Горячее питьё было очень крепким; ещё не допив до конца кружку, Адриан ощутил, как ноги обмякают, а голову заволакивает туман. Заметивший его внезапную слабость брат Рерих молодецки расхохотался, усадил своего гостя на кровать и налил ему ещё. Он болтал что-то об их лорде, чудесной души человеке, и его карге-супруге, с самого утра совавшей свой длинный нос во все котлы и чуланы обители, но Адриан слушал вполуха, чувствуя, что засыпает. Он успел опорожнить две кружки прежде, чем его окончательно сморило, и даже не почувствовал, как брат Рерих закинул его ноги на кровать и ушёл назад к своим братьям по обету — догуливать.
Адриана разбудила посреди ночи луна, глядевшая в окно ослепительно ярким пегим глазом. Брат Рерих раскатисто храпел на полу, свернувшись поверх плаща прямо на досках. Адриан ощутил укол совести, потом — благодарность, а потом — жгучую жажду. Гвоздика, корица и листорский перец, спору нет, придавали грогу святых братьев особенную пикантность; они же ужасно раздражали язык и нёбо, заставив их высохнуть и распухнуть. Рот у Адриана как будто набили ватой; он сел на постели, лихорадочно озираясь в поисках воды. На подоконнике стоял кувшин. Адриан радостно схватился за него — и разочарованно застонал, обнаружив, что воды в нём нет ни капли. Видимо, досточтимый брат Рерих тоже уже просыпался этой ночью.
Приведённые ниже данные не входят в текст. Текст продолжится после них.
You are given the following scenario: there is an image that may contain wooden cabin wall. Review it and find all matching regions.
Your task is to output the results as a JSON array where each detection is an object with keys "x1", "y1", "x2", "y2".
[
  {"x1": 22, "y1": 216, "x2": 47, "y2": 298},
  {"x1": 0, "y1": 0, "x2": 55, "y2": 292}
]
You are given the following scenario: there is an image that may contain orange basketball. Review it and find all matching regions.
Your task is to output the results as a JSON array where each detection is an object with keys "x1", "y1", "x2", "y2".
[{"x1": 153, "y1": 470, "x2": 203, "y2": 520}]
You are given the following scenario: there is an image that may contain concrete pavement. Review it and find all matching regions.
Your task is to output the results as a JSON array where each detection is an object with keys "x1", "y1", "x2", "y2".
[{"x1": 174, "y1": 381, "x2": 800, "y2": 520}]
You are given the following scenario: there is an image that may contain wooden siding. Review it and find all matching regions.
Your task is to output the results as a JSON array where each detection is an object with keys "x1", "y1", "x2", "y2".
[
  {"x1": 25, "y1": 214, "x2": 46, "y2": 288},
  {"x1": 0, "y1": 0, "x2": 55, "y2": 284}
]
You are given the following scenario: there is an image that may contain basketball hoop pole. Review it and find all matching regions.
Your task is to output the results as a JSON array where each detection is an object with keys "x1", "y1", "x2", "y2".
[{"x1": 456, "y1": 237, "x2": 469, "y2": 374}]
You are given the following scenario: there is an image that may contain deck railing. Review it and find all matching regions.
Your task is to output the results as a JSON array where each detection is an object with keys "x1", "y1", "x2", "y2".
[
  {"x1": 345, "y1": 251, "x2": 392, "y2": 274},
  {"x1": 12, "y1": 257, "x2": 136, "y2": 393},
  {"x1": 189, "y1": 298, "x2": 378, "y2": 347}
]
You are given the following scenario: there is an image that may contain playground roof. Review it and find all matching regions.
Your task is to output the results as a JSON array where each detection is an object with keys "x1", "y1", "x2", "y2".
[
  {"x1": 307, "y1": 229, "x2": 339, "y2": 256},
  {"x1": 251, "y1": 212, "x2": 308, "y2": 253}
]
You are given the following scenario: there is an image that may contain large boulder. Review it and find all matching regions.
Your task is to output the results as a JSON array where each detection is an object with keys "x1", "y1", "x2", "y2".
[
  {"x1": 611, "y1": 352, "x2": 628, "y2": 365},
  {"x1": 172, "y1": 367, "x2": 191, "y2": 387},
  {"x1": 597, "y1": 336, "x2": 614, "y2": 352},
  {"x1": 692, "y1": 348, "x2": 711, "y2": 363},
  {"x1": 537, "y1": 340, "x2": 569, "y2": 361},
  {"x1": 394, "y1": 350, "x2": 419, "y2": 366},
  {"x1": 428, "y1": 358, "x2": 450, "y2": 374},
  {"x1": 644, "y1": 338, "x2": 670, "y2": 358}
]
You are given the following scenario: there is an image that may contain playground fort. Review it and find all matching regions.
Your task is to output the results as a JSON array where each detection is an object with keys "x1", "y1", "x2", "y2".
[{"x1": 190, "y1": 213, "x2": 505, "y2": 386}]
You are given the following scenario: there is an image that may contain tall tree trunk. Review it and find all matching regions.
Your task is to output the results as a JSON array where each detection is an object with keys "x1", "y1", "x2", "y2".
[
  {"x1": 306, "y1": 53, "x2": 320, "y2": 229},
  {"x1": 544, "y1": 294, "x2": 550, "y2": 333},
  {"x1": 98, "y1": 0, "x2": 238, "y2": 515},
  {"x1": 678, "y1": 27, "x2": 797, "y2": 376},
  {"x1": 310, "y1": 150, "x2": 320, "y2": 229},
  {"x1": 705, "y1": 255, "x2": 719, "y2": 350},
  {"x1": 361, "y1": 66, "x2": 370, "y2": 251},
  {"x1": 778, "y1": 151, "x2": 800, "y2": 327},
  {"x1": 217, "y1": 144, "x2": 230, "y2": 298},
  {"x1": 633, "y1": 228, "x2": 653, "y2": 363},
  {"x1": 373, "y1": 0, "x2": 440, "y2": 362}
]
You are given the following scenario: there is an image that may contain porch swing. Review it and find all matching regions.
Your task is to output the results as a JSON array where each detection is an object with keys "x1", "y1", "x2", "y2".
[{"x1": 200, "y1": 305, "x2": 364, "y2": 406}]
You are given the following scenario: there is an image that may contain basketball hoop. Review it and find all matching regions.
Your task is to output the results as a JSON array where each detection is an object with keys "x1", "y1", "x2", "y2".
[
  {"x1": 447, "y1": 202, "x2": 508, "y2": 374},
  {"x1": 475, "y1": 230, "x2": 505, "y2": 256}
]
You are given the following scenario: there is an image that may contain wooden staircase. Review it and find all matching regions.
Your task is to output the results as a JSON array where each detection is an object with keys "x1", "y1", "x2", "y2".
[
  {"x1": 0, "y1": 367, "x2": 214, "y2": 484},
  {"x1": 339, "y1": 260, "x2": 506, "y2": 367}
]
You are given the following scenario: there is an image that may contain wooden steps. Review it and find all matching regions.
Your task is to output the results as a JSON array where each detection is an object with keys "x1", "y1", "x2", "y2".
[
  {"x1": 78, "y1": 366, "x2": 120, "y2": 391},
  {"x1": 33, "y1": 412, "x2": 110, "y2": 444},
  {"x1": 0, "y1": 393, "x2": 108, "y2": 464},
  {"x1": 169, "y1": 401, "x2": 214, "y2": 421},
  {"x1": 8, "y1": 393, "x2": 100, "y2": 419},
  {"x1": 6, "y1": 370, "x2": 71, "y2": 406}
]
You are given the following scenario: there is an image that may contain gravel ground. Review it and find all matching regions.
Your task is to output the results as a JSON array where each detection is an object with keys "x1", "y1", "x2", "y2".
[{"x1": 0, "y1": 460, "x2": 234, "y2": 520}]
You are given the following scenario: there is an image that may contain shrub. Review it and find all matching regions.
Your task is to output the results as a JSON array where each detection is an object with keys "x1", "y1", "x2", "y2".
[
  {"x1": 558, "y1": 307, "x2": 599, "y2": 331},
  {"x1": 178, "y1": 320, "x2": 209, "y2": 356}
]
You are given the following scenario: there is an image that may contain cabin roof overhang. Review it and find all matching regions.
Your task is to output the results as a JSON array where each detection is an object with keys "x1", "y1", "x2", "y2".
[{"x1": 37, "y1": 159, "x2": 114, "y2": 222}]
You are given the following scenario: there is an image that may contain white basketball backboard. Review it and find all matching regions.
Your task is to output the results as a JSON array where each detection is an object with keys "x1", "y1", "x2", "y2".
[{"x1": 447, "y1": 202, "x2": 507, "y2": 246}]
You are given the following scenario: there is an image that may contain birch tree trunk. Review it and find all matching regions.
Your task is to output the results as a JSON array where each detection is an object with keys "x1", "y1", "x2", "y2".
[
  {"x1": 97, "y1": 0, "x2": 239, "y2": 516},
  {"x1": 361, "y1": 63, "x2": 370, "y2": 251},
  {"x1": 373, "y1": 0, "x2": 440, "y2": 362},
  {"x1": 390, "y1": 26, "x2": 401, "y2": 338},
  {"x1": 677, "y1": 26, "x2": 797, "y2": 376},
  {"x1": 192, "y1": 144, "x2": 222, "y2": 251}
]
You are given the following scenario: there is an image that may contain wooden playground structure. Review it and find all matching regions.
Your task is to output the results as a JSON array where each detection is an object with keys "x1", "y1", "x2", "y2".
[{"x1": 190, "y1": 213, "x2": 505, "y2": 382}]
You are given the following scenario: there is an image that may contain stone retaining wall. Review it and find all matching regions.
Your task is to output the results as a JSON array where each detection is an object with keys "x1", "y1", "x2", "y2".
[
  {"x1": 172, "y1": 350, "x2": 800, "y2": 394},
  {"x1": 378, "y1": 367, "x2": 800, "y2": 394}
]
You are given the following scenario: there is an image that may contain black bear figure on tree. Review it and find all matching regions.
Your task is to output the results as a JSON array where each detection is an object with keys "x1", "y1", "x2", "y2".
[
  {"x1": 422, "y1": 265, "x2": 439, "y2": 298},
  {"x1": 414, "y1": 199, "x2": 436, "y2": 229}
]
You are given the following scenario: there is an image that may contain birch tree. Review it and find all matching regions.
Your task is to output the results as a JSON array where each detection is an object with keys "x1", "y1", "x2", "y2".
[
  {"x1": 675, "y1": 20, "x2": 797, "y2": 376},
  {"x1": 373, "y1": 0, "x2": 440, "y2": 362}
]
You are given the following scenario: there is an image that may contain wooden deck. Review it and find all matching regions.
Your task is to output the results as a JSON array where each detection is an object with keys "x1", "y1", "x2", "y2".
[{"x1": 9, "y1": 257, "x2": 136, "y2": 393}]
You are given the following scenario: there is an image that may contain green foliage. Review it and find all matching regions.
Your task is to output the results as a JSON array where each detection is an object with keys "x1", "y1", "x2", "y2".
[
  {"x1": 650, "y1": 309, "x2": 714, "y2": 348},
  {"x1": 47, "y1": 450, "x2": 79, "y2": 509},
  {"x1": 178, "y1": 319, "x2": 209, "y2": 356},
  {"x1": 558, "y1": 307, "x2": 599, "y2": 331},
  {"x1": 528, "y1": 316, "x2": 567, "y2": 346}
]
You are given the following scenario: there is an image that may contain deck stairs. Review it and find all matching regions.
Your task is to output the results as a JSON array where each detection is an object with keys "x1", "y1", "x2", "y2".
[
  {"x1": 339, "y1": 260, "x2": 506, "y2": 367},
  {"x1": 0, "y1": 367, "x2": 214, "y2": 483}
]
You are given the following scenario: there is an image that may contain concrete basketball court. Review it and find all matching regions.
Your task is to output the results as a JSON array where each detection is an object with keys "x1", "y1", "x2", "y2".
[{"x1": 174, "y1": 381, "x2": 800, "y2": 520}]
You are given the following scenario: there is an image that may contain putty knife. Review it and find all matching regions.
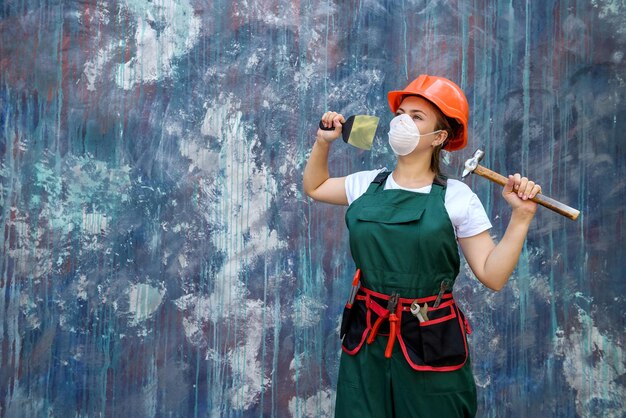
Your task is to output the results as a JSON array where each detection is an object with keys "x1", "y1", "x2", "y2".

Адриан на цыпочках пробрался к двери, стараясь не потревожить покой доброго монаха, и выскользнул наружу.
Он понятия не имел, сколько времени до рассвета; монастырь уже погрузился во мрак и сон, брат-привратник шумно храпел в сторожке у едва теплившегося фонаря. Монастырский двор был маленьким, и Адриан без труда нашёл колодец, но крышка оказалась задвинута, и он не смог сдвинуть её в одиночку. Пламя во рту и горле тем временем грозило свести его с ума. Адриан обошёл дворик обители, пытаясь прикинуть, где тут может быть кухня. Обитель была сложена из камня; в таких местах кухня обычно — самое тёплое местечко, а поскольку монахи сегодня славили Эоху допоздна, она наверняка не успела остыть. Не особенно надеясь на удачу. Адриан снова обошёл дворик, щупая рукой камни. В одном месте они показались ему чуточку теплее, чем во всех прочих. Неподалёку была дверь. Адриан осторожно толкнул её, она открылась.
Внутри было темно, и он пробирался ощупью, идя на запах гвоздики. Ему повезло: кухня и впрямь оказалась там, где он думал. Там никого не было, угли тлели в очаге, винный пар ещё стоял в воздухе, напоминая о недавней пирушке. «А хорошо быть монахом Эоху, — почти с завистью подумал Адриан. — Ничего не делаешь целыми днями, только молишься да веселишься — а люди ещё и думают, что ты пошёл на большую жертву, отринул земное и посвятил себя богу». Адриан тоже сделал именно это, однако никто бы не поверил ему, если бы он рассказал. Янона Неистовая была менее благосклонна к своим верным слугам, чем её Златокудрый брат.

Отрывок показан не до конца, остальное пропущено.